He is not teaching 'rubber-necking'. The outside shoulder is not pushing out of the prescribed circle. He is giving his face to the trainer willingly. The trainer is 'picking' at him until he gives him more bend through the neck than he is asking for. He is wanting the horse to NOT straighten back up and NOT try to escape the bend he is asking for. That would be the resistance you are trying to get rid of. Horses that have a lot of 'push-back' and keep trying to escape the exercise, are not as good a prospect or are not ready to ask for the turn-around. It is just right if you get this kind of turn-around when you first ask. He is doing it just right.
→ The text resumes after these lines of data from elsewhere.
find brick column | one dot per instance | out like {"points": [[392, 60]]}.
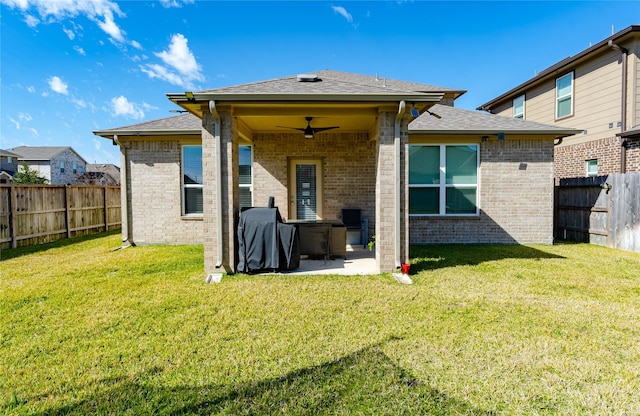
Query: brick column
{"points": [[386, 207], [229, 190]]}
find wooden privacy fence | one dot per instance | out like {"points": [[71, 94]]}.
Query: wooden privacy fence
{"points": [[602, 210], [35, 214]]}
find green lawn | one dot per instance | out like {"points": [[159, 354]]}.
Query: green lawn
{"points": [[86, 329]]}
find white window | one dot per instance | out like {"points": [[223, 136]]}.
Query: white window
{"points": [[518, 107], [245, 161], [192, 180], [443, 179], [592, 167], [564, 96]]}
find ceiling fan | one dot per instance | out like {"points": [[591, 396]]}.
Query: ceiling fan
{"points": [[310, 131]]}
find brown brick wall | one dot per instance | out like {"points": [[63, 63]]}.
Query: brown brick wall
{"points": [[348, 170], [570, 160], [515, 199]]}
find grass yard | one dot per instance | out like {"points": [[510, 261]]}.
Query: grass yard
{"points": [[87, 329]]}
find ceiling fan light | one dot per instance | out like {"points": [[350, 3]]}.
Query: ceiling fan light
{"points": [[308, 131]]}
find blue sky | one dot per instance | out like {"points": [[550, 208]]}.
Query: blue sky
{"points": [[69, 67]]}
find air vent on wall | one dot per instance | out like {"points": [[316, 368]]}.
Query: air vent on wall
{"points": [[307, 78]]}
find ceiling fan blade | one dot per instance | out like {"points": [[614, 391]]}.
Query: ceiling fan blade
{"points": [[292, 128], [319, 129]]}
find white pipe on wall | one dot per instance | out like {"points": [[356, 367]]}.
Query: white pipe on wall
{"points": [[218, 139], [396, 145]]}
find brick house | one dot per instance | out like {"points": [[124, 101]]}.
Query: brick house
{"points": [[60, 165], [596, 91], [421, 170]]}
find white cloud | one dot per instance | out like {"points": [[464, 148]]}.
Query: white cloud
{"points": [[57, 85], [175, 3], [101, 12], [69, 33], [31, 21], [180, 65], [22, 118], [79, 103], [180, 57], [160, 72], [343, 12], [122, 107]]}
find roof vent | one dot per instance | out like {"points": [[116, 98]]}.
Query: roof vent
{"points": [[308, 78]]}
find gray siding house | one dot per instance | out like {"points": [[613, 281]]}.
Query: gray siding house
{"points": [[8, 165], [60, 165], [596, 91], [419, 169]]}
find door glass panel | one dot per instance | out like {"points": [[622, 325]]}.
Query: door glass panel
{"points": [[306, 204]]}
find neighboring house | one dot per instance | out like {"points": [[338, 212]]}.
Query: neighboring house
{"points": [[60, 165], [104, 174], [420, 170], [596, 91], [8, 165]]}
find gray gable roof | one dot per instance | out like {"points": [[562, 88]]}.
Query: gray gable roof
{"points": [[458, 121], [8, 153], [333, 82], [182, 124], [42, 153]]}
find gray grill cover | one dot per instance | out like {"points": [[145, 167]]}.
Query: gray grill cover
{"points": [[265, 243]]}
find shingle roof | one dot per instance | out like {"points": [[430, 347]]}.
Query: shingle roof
{"points": [[184, 123], [333, 82], [8, 153], [455, 120], [41, 152]]}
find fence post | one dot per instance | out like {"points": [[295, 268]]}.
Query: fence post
{"points": [[67, 204], [13, 202], [104, 201]]}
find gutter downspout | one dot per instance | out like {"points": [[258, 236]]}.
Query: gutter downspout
{"points": [[124, 193], [216, 133], [396, 145], [623, 106]]}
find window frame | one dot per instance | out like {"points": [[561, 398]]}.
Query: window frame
{"points": [[521, 114], [183, 186], [442, 186], [570, 96], [588, 165]]}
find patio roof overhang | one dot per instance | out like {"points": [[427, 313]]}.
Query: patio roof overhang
{"points": [[267, 113]]}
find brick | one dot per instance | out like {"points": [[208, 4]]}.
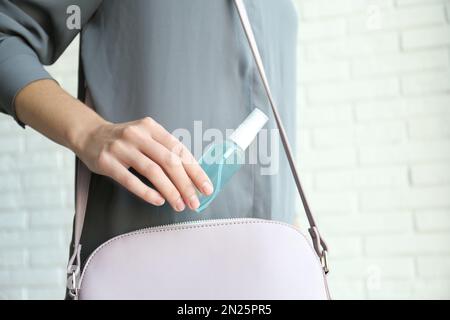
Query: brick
{"points": [[385, 268], [418, 152], [49, 258], [372, 224], [324, 8], [353, 46], [342, 246], [56, 293], [390, 18], [416, 2], [430, 174], [333, 202], [30, 277], [354, 90], [429, 220], [31, 239], [429, 128], [323, 29], [10, 182], [12, 293], [346, 289], [407, 245], [384, 134], [433, 267], [426, 37], [37, 160], [362, 178], [400, 62], [311, 71], [424, 83], [12, 258], [414, 107], [44, 179], [327, 158], [416, 198], [407, 289], [13, 221], [51, 218], [325, 115]]}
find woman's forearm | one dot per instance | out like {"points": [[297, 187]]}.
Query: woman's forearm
{"points": [[47, 108], [110, 149]]}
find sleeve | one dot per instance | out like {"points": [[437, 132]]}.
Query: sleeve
{"points": [[34, 33]]}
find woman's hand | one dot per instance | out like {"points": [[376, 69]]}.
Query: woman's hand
{"points": [[144, 145], [111, 149]]}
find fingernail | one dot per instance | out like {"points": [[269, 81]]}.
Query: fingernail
{"points": [[207, 188], [160, 202], [179, 205], [193, 202]]}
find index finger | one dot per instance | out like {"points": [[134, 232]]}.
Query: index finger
{"points": [[193, 169]]}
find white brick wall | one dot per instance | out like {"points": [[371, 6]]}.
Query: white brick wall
{"points": [[374, 101]]}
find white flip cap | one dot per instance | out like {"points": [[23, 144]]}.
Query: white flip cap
{"points": [[248, 130]]}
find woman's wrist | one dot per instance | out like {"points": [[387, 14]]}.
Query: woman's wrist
{"points": [[82, 130]]}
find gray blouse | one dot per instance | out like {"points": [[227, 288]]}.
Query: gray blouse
{"points": [[176, 61]]}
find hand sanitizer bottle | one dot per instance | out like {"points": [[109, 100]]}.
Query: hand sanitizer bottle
{"points": [[222, 160]]}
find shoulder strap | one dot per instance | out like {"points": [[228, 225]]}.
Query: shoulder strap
{"points": [[83, 174], [319, 244]]}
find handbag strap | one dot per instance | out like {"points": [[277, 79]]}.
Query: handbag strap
{"points": [[83, 175], [319, 243]]}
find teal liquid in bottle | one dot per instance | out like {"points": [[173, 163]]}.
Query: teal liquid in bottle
{"points": [[222, 160]]}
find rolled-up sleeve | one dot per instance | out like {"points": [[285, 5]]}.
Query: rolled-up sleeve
{"points": [[34, 33]]}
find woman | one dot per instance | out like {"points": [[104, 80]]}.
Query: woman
{"points": [[151, 67]]}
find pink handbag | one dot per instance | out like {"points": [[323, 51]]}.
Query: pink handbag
{"points": [[238, 258]]}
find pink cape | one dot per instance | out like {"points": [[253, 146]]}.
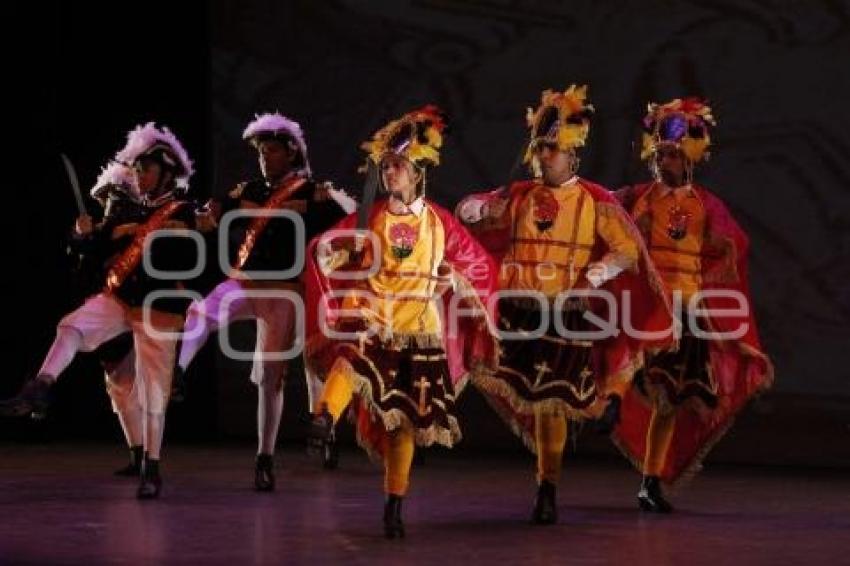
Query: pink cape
{"points": [[615, 358], [471, 349]]}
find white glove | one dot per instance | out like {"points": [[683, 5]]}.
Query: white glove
{"points": [[471, 211], [600, 272]]}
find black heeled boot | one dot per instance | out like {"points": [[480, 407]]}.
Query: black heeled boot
{"points": [[545, 510], [393, 525], [134, 468]]}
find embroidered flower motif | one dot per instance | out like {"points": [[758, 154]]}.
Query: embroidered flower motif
{"points": [[545, 210], [403, 237]]}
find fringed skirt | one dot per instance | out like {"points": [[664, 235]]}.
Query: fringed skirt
{"points": [[552, 371], [403, 380]]}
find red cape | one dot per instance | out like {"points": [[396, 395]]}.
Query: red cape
{"points": [[474, 272], [740, 366]]}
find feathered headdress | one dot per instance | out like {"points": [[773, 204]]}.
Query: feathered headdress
{"points": [[147, 140], [417, 136], [273, 125], [682, 122], [562, 118]]}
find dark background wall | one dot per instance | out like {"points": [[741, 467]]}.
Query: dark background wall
{"points": [[775, 73]]}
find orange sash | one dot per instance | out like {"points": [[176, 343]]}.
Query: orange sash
{"points": [[130, 258]]}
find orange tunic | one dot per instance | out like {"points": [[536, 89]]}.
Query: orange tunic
{"points": [[554, 233], [401, 297]]}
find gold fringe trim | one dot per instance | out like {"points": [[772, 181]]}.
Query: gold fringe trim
{"points": [[396, 418]]}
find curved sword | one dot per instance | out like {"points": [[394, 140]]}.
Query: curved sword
{"points": [[75, 184]]}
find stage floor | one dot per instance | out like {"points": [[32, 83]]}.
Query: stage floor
{"points": [[60, 505]]}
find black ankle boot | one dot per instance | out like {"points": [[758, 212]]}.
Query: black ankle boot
{"points": [[178, 385], [264, 473], [650, 498], [393, 525], [134, 468], [610, 417], [321, 431], [33, 400], [545, 507], [151, 482]]}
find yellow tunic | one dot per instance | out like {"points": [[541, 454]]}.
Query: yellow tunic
{"points": [[554, 231], [402, 297], [673, 223]]}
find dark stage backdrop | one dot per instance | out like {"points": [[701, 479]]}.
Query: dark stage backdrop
{"points": [[775, 73]]}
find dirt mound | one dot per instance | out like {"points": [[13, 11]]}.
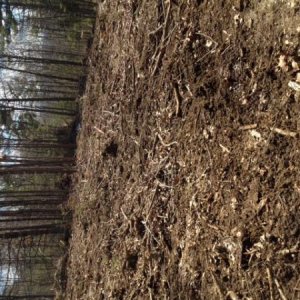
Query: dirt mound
{"points": [[188, 158]]}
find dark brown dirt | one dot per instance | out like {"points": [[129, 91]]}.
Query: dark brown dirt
{"points": [[188, 159]]}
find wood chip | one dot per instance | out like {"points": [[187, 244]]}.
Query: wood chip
{"points": [[284, 132]]}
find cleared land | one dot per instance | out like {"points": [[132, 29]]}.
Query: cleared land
{"points": [[188, 158]]}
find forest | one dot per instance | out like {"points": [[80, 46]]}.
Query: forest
{"points": [[43, 46]]}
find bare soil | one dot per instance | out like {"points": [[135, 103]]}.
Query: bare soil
{"points": [[188, 158]]}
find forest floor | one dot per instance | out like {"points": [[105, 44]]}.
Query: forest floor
{"points": [[188, 159]]}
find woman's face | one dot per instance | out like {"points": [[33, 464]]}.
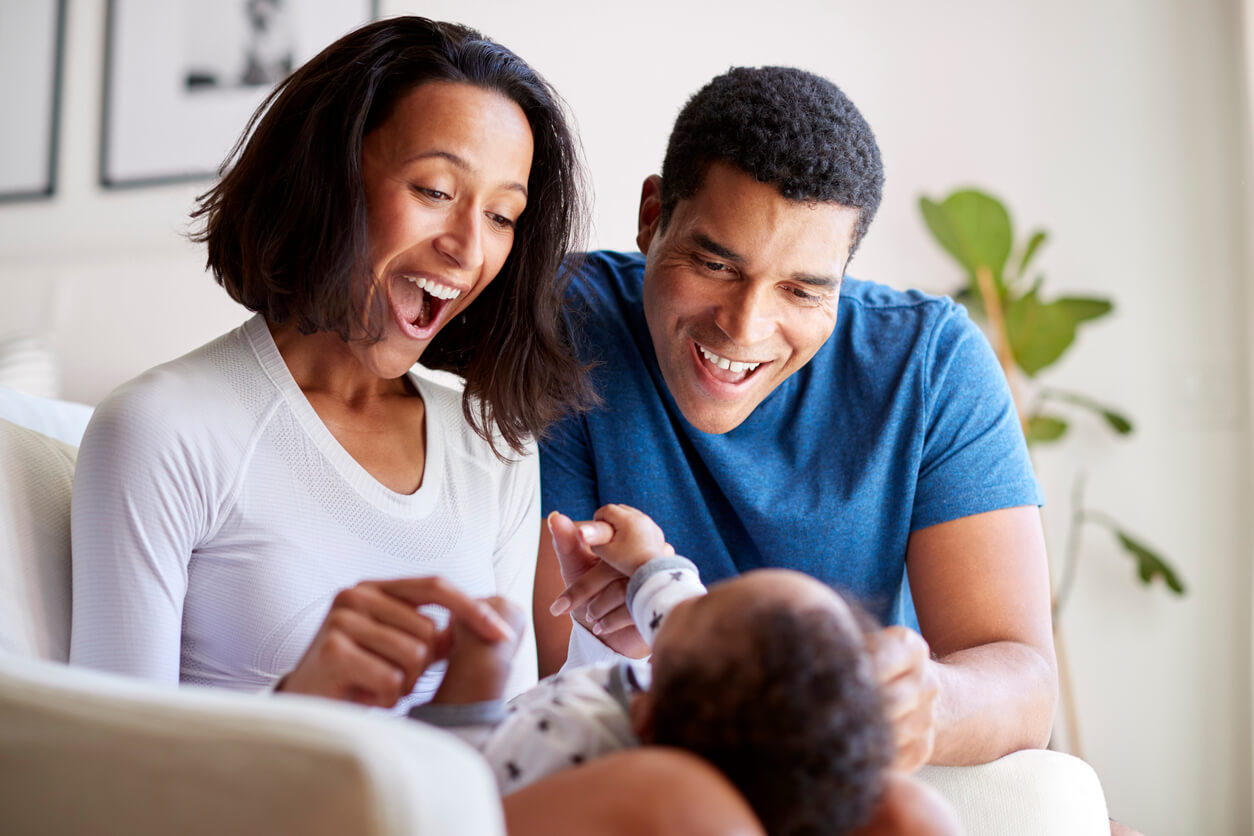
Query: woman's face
{"points": [[445, 181]]}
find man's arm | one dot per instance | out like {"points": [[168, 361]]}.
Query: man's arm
{"points": [[981, 589]]}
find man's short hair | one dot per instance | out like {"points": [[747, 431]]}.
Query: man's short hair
{"points": [[785, 127], [789, 712]]}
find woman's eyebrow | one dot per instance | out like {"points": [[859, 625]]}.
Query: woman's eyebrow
{"points": [[460, 163]]}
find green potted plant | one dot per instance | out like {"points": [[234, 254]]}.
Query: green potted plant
{"points": [[1031, 334]]}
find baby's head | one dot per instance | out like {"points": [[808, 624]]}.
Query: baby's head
{"points": [[766, 678]]}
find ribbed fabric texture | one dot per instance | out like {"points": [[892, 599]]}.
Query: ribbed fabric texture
{"points": [[215, 518]]}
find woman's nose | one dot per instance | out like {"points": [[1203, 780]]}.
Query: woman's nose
{"points": [[462, 240]]}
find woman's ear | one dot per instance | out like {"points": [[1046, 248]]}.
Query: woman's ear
{"points": [[650, 212], [641, 713]]}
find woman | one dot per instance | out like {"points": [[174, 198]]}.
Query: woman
{"points": [[406, 194]]}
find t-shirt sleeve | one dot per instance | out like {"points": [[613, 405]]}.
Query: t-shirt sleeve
{"points": [[568, 473], [974, 458], [137, 513], [514, 559]]}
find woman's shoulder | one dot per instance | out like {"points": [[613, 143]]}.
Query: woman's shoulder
{"points": [[443, 395], [212, 390]]}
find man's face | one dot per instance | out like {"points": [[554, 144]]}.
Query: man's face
{"points": [[740, 290]]}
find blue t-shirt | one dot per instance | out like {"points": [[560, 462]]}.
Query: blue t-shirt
{"points": [[902, 420]]}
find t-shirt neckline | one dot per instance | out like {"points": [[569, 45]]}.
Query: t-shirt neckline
{"points": [[416, 504]]}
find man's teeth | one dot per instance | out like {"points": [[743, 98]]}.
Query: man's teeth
{"points": [[722, 362], [438, 291]]}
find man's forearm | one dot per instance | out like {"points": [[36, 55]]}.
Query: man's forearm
{"points": [[993, 700]]}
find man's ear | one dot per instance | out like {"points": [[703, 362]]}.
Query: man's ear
{"points": [[641, 712], [650, 212]]}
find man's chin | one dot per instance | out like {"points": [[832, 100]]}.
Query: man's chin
{"points": [[715, 419]]}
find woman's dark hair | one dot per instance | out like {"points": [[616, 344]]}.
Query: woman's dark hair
{"points": [[287, 235], [789, 712], [793, 129]]}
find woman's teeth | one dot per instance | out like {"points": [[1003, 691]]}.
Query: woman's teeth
{"points": [[437, 290], [722, 362]]}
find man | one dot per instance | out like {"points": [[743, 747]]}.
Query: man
{"points": [[768, 411]]}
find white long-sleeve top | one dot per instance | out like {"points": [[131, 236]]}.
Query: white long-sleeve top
{"points": [[215, 517]]}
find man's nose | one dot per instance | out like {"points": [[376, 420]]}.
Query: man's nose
{"points": [[748, 313]]}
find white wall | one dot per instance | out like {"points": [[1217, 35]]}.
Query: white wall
{"points": [[1114, 123]]}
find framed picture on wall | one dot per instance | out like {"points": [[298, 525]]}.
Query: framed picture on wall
{"points": [[31, 34], [183, 77]]}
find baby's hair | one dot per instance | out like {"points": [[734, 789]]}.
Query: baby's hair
{"points": [[790, 715]]}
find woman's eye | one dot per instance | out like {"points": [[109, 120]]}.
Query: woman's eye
{"points": [[435, 194]]}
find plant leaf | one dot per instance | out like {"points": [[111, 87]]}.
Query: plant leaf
{"points": [[1085, 307], [1149, 564], [1041, 331], [1117, 421], [1033, 243], [1045, 428], [942, 228], [974, 228]]}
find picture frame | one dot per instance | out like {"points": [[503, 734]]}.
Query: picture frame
{"points": [[183, 77], [31, 43]]}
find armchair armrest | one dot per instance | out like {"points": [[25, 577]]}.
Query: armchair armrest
{"points": [[89, 752]]}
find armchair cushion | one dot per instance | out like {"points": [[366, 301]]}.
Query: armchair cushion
{"points": [[92, 752], [35, 478]]}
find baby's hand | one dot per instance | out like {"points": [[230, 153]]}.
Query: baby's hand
{"points": [[636, 539], [478, 669]]}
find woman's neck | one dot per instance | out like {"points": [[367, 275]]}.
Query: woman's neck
{"points": [[325, 365]]}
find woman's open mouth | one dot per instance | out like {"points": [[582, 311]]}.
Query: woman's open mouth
{"points": [[418, 302]]}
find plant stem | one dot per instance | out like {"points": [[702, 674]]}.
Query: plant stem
{"points": [[1071, 553], [1067, 692], [1001, 337]]}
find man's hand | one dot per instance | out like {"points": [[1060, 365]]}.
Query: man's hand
{"points": [[478, 667], [596, 592], [909, 684], [374, 644]]}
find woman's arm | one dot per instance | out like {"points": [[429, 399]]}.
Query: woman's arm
{"points": [[138, 510], [514, 559]]}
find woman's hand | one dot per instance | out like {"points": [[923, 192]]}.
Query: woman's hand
{"points": [[478, 668], [908, 682], [374, 644]]}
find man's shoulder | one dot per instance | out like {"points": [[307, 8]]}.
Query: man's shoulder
{"points": [[911, 318], [605, 278], [882, 298]]}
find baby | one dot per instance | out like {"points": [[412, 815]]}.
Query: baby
{"points": [[765, 677]]}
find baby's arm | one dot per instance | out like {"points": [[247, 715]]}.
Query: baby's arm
{"points": [[636, 539]]}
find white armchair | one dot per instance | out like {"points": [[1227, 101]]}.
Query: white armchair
{"points": [[83, 752], [88, 752]]}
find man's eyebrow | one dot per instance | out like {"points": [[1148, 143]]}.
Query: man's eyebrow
{"points": [[823, 281], [460, 163], [818, 280], [714, 247]]}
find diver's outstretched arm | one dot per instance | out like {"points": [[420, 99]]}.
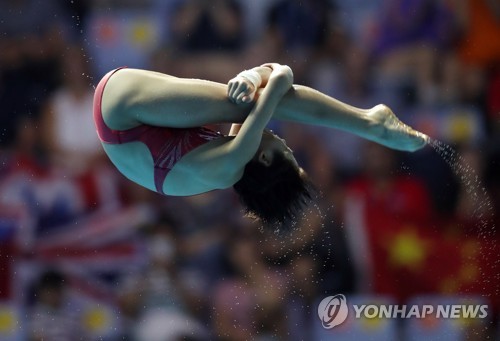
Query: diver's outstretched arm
{"points": [[305, 105], [134, 97]]}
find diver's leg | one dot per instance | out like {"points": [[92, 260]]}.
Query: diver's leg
{"points": [[134, 97], [379, 124]]}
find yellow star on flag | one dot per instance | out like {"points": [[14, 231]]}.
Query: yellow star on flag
{"points": [[408, 250]]}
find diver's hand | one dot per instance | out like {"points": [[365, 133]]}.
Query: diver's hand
{"points": [[241, 89], [389, 131]]}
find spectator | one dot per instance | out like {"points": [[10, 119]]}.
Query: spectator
{"points": [[208, 26], [52, 317], [68, 128], [295, 31]]}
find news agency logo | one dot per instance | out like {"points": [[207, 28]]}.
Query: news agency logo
{"points": [[333, 311]]}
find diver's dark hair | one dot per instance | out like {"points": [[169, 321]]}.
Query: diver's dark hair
{"points": [[274, 194]]}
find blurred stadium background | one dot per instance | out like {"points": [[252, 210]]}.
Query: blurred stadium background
{"points": [[87, 255]]}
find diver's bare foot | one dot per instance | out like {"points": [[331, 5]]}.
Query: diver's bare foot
{"points": [[391, 132]]}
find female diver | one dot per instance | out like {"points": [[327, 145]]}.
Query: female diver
{"points": [[152, 128]]}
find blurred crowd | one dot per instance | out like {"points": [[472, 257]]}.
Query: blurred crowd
{"points": [[85, 253]]}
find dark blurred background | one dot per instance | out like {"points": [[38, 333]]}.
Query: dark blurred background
{"points": [[87, 255]]}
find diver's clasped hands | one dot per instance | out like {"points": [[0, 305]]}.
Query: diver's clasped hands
{"points": [[389, 131], [242, 88]]}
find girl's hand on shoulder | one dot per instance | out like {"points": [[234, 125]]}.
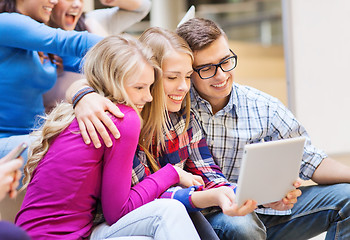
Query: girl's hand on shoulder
{"points": [[228, 205], [188, 179], [9, 176], [91, 114]]}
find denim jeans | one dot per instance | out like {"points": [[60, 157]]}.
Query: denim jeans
{"points": [[320, 208], [161, 219], [247, 227]]}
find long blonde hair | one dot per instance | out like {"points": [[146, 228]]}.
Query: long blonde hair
{"points": [[107, 65], [163, 42]]}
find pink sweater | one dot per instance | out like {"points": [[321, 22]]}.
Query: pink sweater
{"points": [[61, 197]]}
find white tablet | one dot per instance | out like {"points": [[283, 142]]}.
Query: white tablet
{"points": [[268, 170]]}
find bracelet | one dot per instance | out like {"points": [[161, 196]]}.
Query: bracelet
{"points": [[80, 94]]}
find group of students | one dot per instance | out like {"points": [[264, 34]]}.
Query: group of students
{"points": [[171, 94]]}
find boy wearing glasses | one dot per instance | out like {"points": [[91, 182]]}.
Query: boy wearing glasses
{"points": [[233, 115]]}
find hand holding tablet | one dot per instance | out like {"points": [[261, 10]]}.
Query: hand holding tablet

'Rubber-necking' is something a horse initiates when it is trying to escape the rider's intent. 'Softness' is what you get when the horse is accepting the 'over-flexion' because you are asking for it. This horse is very obviously between the riders legs so it is not rubber-necking at all.

Let me give you some of the reasoning behind the amount of flexion and bend being asked for. You always 'over-ask'. You always ask for more than you need and more than you will accept in the finished product. You want horses to lope on a prescribed circle until you ask it to leave the circle and go straight or go somewhere else. If you set a horse on a circle,it should stay on that circle with the correct bend and no resistance for 100 circles if that is what you want -- and he should it on a loose inside rein You cannot have it straightening itself out until you ask it to do that. Exercises like the one he is doing, teach this. He is being 'abrupt' every time the horse does not leave its head where he put it. He is also 'dropping' the rein instead of just moving his hand forward when the horse has earned a loose rein by doing the right thing. These are all of the things he wants to in place before he asks the horse to turn around.

This guy can come and ride any of my horses any time he wants to.


----------



## Amanda B (Aug 15, 2012)

^^^ That makes a lot of sense to me, and really correlates with what I see happening in the video. I do believe he knows what he's doing, his explanation, word choice just doesn't jive.


----------